Sekcja zwłok Diego Maradony nie wykazała, aby zmarły pod koniec listopada były argentyński piłkarz zażywał przed śmiercią narkotyki. Dokument medycyny sądowej, na który powołują się media w Argentynie i Hiszpanii, wykluczył też obecność we krwi zmarłego alkoholu.

Wydawany w Buenos Aires dziennik “La Nacion" wskazał, że z przesłanego do redakcji przez władze sądownicze dokumentu wynika, że na kilka dni przed śmiercią Maradona nie spożywał żadnych substancji uzależniających, takich jak narkotyki lub alkohol.

Dziennik wskazuje jednak, że podczas sekcji we krwi i moczu Diego Maradony potwierdzono kilka innych substancji, m.in. leki antydepresyjne oraz środki stosowane w leczeniu uzależnień.

“Były tam wenlafaksyna, kwetiapina, lewetyracetam, a także naltrekson" - napisał w oparciu o wyniki sekcji zwłok argentyński dziennik.

Diego Maradona cierpiał na wiele poważnych schorzeń

Gazeta powołując się na jednego z uczestników badania wskazuje, że cierpiącemu na kardiomiopatię Maradonie podawano leki antydepresyjne, które mogły wywołać u niego arytmię serca. Ekspert wskazuje, że wyniki sekcji zwłok powinny być podstawą dalszego śledztwa w sprawie zgonu byłego kapitana reprezentacji Argentyny.

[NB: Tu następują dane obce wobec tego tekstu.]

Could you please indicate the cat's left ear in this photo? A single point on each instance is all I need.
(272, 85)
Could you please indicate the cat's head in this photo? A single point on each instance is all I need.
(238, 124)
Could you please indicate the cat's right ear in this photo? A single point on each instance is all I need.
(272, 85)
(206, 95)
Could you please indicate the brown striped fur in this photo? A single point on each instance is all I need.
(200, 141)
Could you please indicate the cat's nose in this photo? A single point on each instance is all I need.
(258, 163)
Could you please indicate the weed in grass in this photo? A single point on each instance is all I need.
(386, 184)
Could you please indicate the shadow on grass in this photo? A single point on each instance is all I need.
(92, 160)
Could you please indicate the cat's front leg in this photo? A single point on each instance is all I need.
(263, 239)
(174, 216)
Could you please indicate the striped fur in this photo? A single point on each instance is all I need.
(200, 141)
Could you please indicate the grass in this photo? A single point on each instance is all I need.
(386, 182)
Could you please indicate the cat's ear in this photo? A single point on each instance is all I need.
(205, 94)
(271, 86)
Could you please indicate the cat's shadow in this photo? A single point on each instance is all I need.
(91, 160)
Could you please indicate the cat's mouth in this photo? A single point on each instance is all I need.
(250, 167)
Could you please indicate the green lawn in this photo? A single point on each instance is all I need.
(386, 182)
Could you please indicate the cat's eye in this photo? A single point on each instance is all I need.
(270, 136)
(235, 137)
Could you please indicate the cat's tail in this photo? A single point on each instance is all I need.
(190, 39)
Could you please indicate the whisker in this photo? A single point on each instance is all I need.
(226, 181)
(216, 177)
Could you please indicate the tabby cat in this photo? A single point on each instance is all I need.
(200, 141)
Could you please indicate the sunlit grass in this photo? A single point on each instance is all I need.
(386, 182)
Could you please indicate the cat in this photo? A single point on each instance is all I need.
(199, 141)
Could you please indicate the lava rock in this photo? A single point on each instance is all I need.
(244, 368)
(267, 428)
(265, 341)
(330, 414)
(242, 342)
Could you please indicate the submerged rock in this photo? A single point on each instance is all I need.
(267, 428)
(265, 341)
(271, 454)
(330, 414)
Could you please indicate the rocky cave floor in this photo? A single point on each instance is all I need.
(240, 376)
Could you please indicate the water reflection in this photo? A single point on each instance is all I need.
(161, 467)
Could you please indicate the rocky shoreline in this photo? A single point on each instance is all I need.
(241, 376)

Z sekcji zwłok wynika, że były piłkarz przed śmiercią cierpiał na wiele poważnych schorzeń. Jednym z nich była patologia serca. Organ ten w przypadku 60-letniego Maradony był prawie dwukrotnie większy niż u normalnego człowieka.

Także dziennik “El Mundo" wskazuje, że były mistrz świata cierpiał na wiele chorób. Jeden z analizujących badania lekarzy, który prosił o zachowanie anonimowości, stwierdził w rozmowie z hiszpańską gazetą, że organizm Argentyńczyka znajdował się już “poza granicami wytrzymałości".

Z sekcji zwłok zmarłego 25 listopada w Buenos Aires Maradony wynika, że cierpiał on m.in. na marskość wątroby, niewydolność pracy serca, zaburzenia w funkcjonowaniu płuc, ostrą martwicę cewek nerkowych, a także mielofibrozę.

“Ta autopsja dowodzi jeszcze jednej rzeczy: Maradona nie znajdował się pod dobrą opieką medyczną" - podsumował lekarz rozmawiający z “El Mundo".